Annick Mahnert (born 13 July 1975) is a Swiss film festival curator and film producer. She is the Director of Programming at Fantastic Fest and a programmer at Sitges Film Festival and was named executive director of the Canadian genre industry platform Frontières.

==Early life and education==
Mahnert studied film production at the New York Film Academy and worked as a production assistant at Roger Corman's Concorde-New Horizons.

==Career==
Mahnert returned to her native Switzerland, where she worked in distribution and programming at 20th Century Fox, Warner Bros., Pathé Cinémas, and Frenetic Films.

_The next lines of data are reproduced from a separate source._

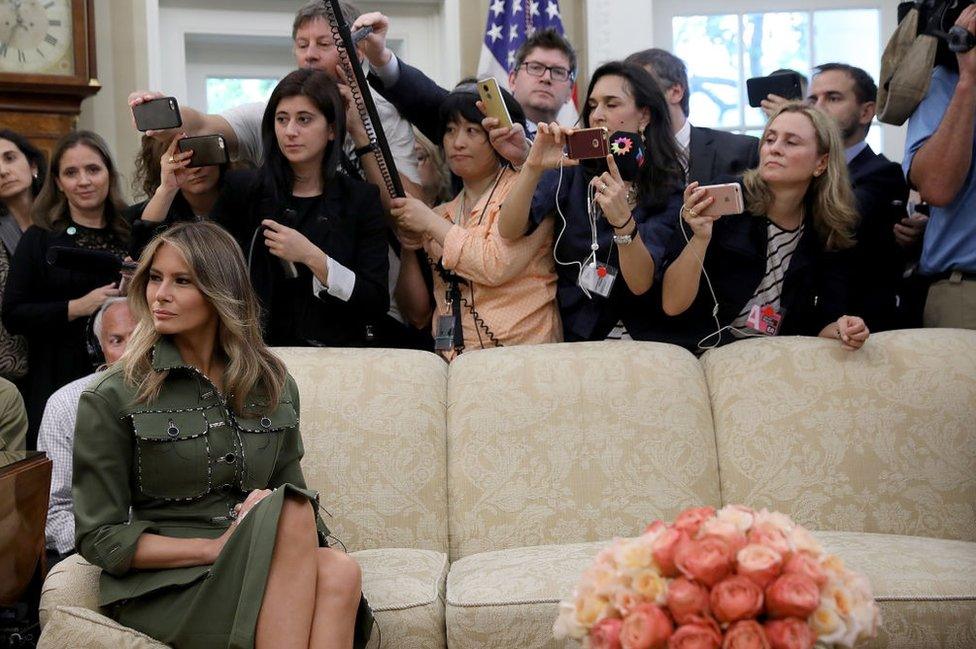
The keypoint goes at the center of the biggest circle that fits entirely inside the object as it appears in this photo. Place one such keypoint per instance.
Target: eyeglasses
(537, 69)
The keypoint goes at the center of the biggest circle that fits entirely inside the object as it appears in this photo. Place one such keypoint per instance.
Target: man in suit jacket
(847, 94)
(710, 153)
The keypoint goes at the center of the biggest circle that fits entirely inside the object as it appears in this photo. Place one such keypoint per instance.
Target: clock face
(36, 37)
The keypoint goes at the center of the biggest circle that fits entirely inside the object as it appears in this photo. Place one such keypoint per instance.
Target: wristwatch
(625, 239)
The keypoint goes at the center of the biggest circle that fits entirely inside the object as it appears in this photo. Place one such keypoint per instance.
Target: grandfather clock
(47, 66)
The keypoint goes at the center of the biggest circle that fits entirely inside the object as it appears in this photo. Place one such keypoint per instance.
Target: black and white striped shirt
(780, 245)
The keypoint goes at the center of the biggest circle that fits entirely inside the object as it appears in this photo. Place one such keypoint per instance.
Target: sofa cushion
(74, 626)
(878, 440)
(926, 589)
(373, 425)
(405, 589)
(574, 442)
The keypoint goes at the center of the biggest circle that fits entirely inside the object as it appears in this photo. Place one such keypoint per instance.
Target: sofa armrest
(73, 582)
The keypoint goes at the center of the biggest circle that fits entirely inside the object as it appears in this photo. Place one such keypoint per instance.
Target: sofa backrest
(574, 442)
(878, 440)
(373, 424)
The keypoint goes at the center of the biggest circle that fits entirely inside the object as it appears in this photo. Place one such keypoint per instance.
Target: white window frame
(893, 137)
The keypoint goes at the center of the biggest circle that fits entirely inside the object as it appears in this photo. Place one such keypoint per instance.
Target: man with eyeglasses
(541, 79)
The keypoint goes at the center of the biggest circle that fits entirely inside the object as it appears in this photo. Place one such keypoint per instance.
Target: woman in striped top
(781, 267)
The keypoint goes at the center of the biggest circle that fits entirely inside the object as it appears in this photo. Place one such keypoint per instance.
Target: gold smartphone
(491, 97)
(728, 200)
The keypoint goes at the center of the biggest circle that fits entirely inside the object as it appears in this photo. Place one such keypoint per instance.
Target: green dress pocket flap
(283, 417)
(165, 426)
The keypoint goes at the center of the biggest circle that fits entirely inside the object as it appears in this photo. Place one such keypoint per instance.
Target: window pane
(709, 46)
(774, 41)
(849, 36)
(225, 93)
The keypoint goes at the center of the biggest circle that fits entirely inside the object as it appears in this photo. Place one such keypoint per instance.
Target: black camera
(937, 18)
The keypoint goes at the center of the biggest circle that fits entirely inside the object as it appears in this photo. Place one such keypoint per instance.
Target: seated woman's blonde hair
(217, 269)
(829, 199)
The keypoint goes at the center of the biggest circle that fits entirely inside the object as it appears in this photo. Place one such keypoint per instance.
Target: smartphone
(157, 114)
(786, 85)
(491, 97)
(728, 200)
(207, 150)
(588, 143)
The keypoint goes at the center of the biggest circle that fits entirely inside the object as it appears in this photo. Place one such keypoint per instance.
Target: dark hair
(323, 92)
(316, 10)
(460, 103)
(865, 89)
(547, 39)
(667, 69)
(51, 212)
(34, 157)
(662, 172)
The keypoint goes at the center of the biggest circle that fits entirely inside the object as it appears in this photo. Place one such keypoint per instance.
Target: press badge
(765, 320)
(598, 278)
(444, 336)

She worked at Maximage Filmproduktion as a production assistant.

In 2012, she moved to Paris to join Celluloid Dreams, handling sales and acquisitions. Since 2013, she is working as a freelance producer, acquisitions consultant, and festival programmer and was hired in November 2013 as Foreign Representative for the Market & Festivals department at Swiss Films, the promotion agency for Swiss filmmaking.

Mahnert is a programmer at the Sitges Film Festival and the Strasbourg European Fantastic Film Festival, and Director of Programming at Fantastic Fest in Austin, Texas. In March 2020, Mahnert became the executive director at the Frontières Co-Production Market, an industry initiative for genre film professionals.

She is a consultant for the Zurich Film Foundation, the Cineforom in Geneva, and co-founded the European Genre Forum.

As a producer, she worked on Mattie Do's The Long Walk (producer, 2019), Alexandre O. Philippe's documentaries 78/52: Hitchcock's Shower Scene (producer, 2017), Memory: The Origins of Alien (producer, 2019), Johannes Grenzfurthner's Solvent (executive producer, 2024), and other moves.

In 2022, she was selected as jury member in the "Filmmakers of the Present" competition category at 75th Locarno Film Festival.

Annick Mahnert is a member of the Swiss Film Academy and the European Film Academy.